Hey Jon,
A label or decal is a standard to do in production. To find something, please place the term “Label” in the search field (Cineversity). :o)
Perhaps more luck in the Help Content of R15 will be given with the term “decal” instead of label.
There are two ways to add a label to a bottle, directly or on a specific cylindrical object. The label directly on the bottle will show very flat, like printed on the glass—if not handled with bump or displacement.
The Cylinder around the bottle in the label area might speed up the work and helps even in some cases, if the bottle had no proper UV set up so far. The Cylinder is ver tight around the bottle, but not as close to intersect, and has typically the same resolution (mesh)—to have no intersections.
A decal/label is typically delivered with a new material, and the texture tag is set to front and “Tiling” is disabled. For a bottle cylindrical projection is certainly a good start. The Offset and Length values will help, as does the Texture Axis tool. (If the Cylinder object is used, this can be rotated or moved, which many people prefer. (The cylinder object needs to be (1. material) invisible/transparent, no spec or other channels on, then (2 Material contain the label, with no tile etc)
The top layer of such an texture sandwich is always the most right sided one. There is more in the Help Content about this.
Sometimes an “Alpha” channel needs to be fed, to get the label nicely projected. Print version (pdf again!) have often more print area than needed, to follow the needs of the print office. Nothing that your client likes to see. I will leave my “two cents” about PDFs later, but the alpha channel handling will perhaps already change your mind.
Many labels have not a perfect connection to the bottle, these little imperfections needs to be addressed. With the cylindrical object via Magnet on the mesh directly, or via bump/displacement.

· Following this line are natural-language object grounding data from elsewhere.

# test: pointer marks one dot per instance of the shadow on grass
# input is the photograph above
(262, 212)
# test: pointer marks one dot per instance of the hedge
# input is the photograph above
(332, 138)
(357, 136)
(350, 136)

A word to PDF: yes it is possible, but I do not advice that, except you know what the pdf contains. Nearly twenty years ago when Adobe got the idea to use the postscript format that was send to laser printers as the world unique language, and re-translated it to virtual prints (PDF): a world standard was born. More than often PDFs contain informations that will not help your work, perhaps it works even against you. Since ten+ years PDF can contain even multi media and 3D data. Nothing that makes your workflow more safe. Again, if you know it is just a wrapper for an image, you might have no trouble. I do not use PDF at any time in production. I trust on standard graphic formats. Tiff is certainly the most stable format I’m aware off. It is large, so I tent to use Open EXR. Photoshop if layers are needed. Other people love other formats, which is a longer story and should fit to everyones workflow of course.
The handling of color profiles in an 3rd party PDF is not simple. Etc.etc. Just my two cents.